I daydream about trout all the time. But my night dreams are almost always owned by tarpon.
I'm a trout angler by pedigree, and I make no apologies about that. I was born on the Great Lakes, went to school in the Great Lakes region, and subsequently fell in love and got married among the Great Lakes. All my ancestors, on all sides, are buried in cemeteries within a short drive of one of the Great Lakes. My forefathers all wore Union blue (though I have researched whether I'm related to one of the great Confederate "Hill" generals—my mother's maiden name—from the Civil War, but it's not there.) I'm a total Yankee blue-blood.
And I firmly believe that fly fishing revolves around trout. I've dedicated my life to trout fishing. If you asked me the proverbial "If you had only one day" question, without hesitation, I would tell you that I'd spend that day chasing rising trout on some Northern stream.
But the funny thing is, I cannot tell you about my first trout on a fly. I don't remember a particular brown or rainbow because they've all blurred together. And though I can indeed recount stories about catching species like arapaimas or golden dorado in the jungles of South America, or [Atlantic salmon in Russia](http://www.fieldandstream.com/blogs/flytalk/2013/05/atlantic-salmon-dispatch-russia steelhead) and Alaska, or redfish on the Louisiana marsh, they also blend together.
But I damn sure remember the first time a silver king ate my fly. And that memory still haunts me to this day. Right down to my socks.
I was fishing with guide Al Keller, more than 20 years ago. Back then, my wife and I would visit her parents in Naples, Florida, and as a diversion, my father-in-law would take me fishing for a day on the Everglades flats. We'd mostly fish for snook. Occasionally, we'd see a tarpon and cast at it. It was cool, back then, just to fish in the Everglades and try something new. On one particular day, my father-in-law (Fred) had booked a neophyte guide named Al Keller, but Fred had to bail on the fishing trip because he had a golf outing—so my wife, Sarah, and I went out with Al on the half-day excursion. (It was paid-for, and young Al had become Fred's favorite guide in the area, because he was just young enough and just hungry enough to stick to the mantra of fly fishing when all the other guides were about throwing bait and chasing numbers.)

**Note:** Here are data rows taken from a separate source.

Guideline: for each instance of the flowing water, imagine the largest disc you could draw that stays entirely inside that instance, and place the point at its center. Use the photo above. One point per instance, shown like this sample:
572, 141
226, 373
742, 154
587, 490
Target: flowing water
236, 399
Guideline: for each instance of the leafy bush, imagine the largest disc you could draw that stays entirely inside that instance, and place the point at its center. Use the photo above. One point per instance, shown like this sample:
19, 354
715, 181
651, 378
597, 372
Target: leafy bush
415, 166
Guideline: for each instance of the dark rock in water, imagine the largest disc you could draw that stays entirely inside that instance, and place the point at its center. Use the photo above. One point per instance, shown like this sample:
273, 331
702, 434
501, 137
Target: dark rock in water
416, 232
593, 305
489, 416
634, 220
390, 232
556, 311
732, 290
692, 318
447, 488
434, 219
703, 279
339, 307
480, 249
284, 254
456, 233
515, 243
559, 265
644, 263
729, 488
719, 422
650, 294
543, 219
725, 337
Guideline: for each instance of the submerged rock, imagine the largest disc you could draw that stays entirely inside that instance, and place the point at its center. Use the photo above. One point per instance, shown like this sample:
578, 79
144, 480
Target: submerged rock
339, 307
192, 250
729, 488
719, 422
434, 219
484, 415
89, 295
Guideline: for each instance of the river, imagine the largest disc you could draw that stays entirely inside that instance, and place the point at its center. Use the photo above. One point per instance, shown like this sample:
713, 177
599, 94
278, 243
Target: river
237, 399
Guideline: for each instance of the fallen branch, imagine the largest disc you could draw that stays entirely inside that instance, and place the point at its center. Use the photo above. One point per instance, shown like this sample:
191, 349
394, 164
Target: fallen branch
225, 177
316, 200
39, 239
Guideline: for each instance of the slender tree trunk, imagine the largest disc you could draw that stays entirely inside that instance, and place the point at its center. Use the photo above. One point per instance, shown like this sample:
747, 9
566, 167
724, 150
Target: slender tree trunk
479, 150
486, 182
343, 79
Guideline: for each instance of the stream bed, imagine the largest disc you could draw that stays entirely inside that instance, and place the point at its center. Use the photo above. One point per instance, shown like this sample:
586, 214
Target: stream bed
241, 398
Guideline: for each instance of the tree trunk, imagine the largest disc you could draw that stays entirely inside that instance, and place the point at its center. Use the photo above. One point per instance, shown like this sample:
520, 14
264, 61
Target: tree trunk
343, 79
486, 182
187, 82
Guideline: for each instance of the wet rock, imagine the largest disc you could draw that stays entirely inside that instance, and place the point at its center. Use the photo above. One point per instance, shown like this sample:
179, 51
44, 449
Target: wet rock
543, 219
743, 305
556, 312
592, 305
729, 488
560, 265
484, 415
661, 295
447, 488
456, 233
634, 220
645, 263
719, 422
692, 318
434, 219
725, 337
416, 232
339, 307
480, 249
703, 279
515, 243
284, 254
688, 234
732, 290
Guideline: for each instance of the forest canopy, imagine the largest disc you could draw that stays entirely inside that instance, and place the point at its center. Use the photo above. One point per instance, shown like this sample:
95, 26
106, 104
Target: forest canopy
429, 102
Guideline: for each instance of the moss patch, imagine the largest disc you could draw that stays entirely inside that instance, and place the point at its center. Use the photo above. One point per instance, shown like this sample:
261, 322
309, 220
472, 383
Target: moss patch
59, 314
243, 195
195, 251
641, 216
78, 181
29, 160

We sped across a flat in the 10,000 Islands, not far from Sunday Bay, when Al eased off the throttle and pointed out two "laid up" tarpon. I grabbed my rod and tottered to the bow. "Which end is which?" I asked, and Al said, "Shoot left, and see what happens!" I made that cast, probably because I was too stupid and too green to realize what was really going on, but as soon as the fly hit the water and I started stripping the bug, a giant silver torpedo began shaking its tail and tracking the fly. Holy cow—it ate it! I strip-set, and boom. Crash, shudder, shake (I'll never forget the gills rattling and how that molten silver rocket leaped over the surface). My knees went weak.
I fought that fish (a legit 100-plus-pounder) for half an hour. But I wasn't ready. I wasn't good enough.

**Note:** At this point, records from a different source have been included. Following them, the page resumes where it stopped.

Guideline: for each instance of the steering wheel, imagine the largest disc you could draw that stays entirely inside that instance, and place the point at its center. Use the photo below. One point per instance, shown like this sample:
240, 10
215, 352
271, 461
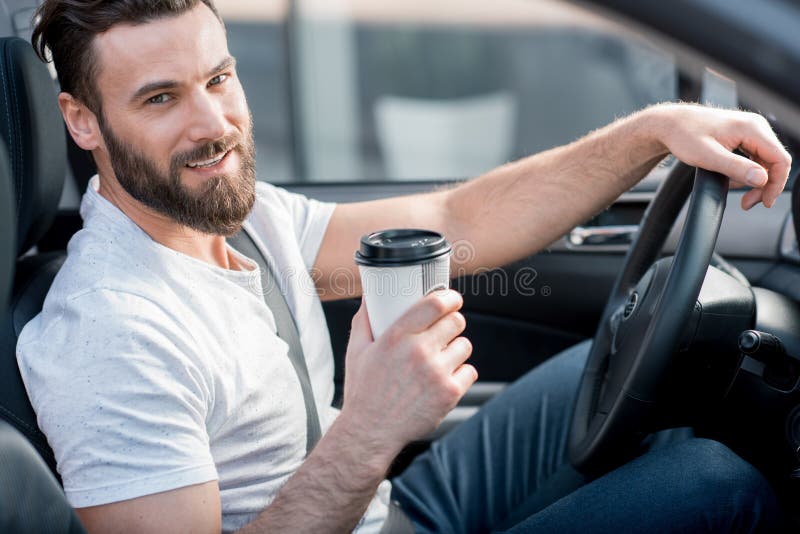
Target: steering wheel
644, 319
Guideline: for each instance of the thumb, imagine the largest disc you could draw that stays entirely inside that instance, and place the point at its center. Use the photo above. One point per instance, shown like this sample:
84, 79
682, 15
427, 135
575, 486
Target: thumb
360, 331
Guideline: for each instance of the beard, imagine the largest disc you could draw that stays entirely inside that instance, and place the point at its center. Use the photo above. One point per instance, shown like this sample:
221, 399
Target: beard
219, 207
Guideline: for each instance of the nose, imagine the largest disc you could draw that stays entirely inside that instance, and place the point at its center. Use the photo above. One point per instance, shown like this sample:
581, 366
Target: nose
207, 120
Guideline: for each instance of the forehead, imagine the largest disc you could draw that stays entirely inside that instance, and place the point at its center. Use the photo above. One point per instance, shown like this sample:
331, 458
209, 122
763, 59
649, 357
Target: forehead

Eventually, the tarpon played me into a stalemate, and hunkered down in a deep recess in the mangroves. And though I strained and pulled, and hoped desperately to find the end game, the line ultimately went slack, and I was done. I don't remember whether Al or I was more crestfallen at that moment.
But my world changed, right then. I remember that fish, that time, and that place more than any other fish I have ever hooked. The whole scene still revisits me in dreams, like black-and-white newsreel footage, all the time. More than any other fish, or any other place.
I've since become obsessed with tarpon. I would later learn, while fishing with Bill Curtis, and Rick Murphy, and many other great flats guides, how tarpon could live to be 80 years or older. I came to respect how these precious, ancient dinosaur fish could be older (and smarter) than I am. That eased the pain of my earlier fail, but it also strengthened my resolve.
To be sure, I eventually landed a silver king, many times over. But my respect for the species never diminished. In truth, it grew. And grew. And grew.
So now, I'm heading back to Florida. Without a story or any agenda in mind. No money. Just the essence. I'm going to reconnect with Al Keller, who has since become one of the most decorated flats guides on the Gulf Coast. I think it's almost poetic justice, and that Fred (who passed away four years ago) would be happy.
If I catch a silver king, great. If I don't, that'll be fine too. It isn't about the "what." It isn't even really about the "how." It's always about the "why."
I think tarpon are the ultimate "why" fish, and just by being there, that's a win. At least, I'll be able to smile as I sleep at night. I'll be at peace with the dreams.